Doc’s knuckles went white on the tiller. “Oh, bother.”
Chapter Three
“Gaia!” was the last decent thing that came out of Krysty’s mouth for several minutes as she slapped, punched and berated the mat-trans control panel with ever more colorful bawdy house language. J.B. ran an ancient toothbrush around the bolt of his Uzi and enjoyed the show. The flame-haired woman wasn’t exactly hard on the eyes, and when she was angry it was something to see. “Won’t do any good,” the Armorer opined. “It seems to be on some kind of timer.”
Krysty’s rage went glacial as she turned her jade gaze on him. J.B. prudently went back to cleaning his blaster. Krysty spoke low. “Try again.”

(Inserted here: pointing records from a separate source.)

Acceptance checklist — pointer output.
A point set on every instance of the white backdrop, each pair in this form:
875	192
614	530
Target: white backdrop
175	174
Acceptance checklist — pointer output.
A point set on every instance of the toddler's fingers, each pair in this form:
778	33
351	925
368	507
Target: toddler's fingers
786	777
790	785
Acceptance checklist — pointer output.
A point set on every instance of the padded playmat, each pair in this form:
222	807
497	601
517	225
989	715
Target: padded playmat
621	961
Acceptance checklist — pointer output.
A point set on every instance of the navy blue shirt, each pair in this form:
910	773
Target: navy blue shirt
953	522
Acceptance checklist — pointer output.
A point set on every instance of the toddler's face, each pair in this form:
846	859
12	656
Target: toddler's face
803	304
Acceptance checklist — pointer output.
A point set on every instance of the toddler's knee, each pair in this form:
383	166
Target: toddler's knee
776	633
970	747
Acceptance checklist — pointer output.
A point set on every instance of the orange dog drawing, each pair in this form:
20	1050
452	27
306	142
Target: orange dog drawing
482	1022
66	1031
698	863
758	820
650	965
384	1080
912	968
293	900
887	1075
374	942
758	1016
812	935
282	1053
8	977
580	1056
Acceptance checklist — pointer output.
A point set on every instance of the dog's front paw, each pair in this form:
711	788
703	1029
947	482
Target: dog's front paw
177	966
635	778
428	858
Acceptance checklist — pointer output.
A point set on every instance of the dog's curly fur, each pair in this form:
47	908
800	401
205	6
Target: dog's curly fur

J.B. sighed and went into the main control room for the tenth time. He had a well-deserved reputation as a man who knew his blasters. But a mat-trans was a challenge of a higher order, and he was totally at a loss. The control panel was a complete mystery. The situation was quite simple. The mat-trans had sent two of the companions somewhere, and now appeared to be on some sort of cycle. One of the comps had come online and was scrolling comp code that left J.B. baffled. No combination of button-pressing or typing in commands on Mildred’s part had elicited any response. The cycle appeared to be locked in. It was clearly a situation of hurry up and wait. J.B. studied Mildred. Both she and the mat-trans were products of the twentieth century, but he knew from past experience that comp code had never been her thing, try as she might.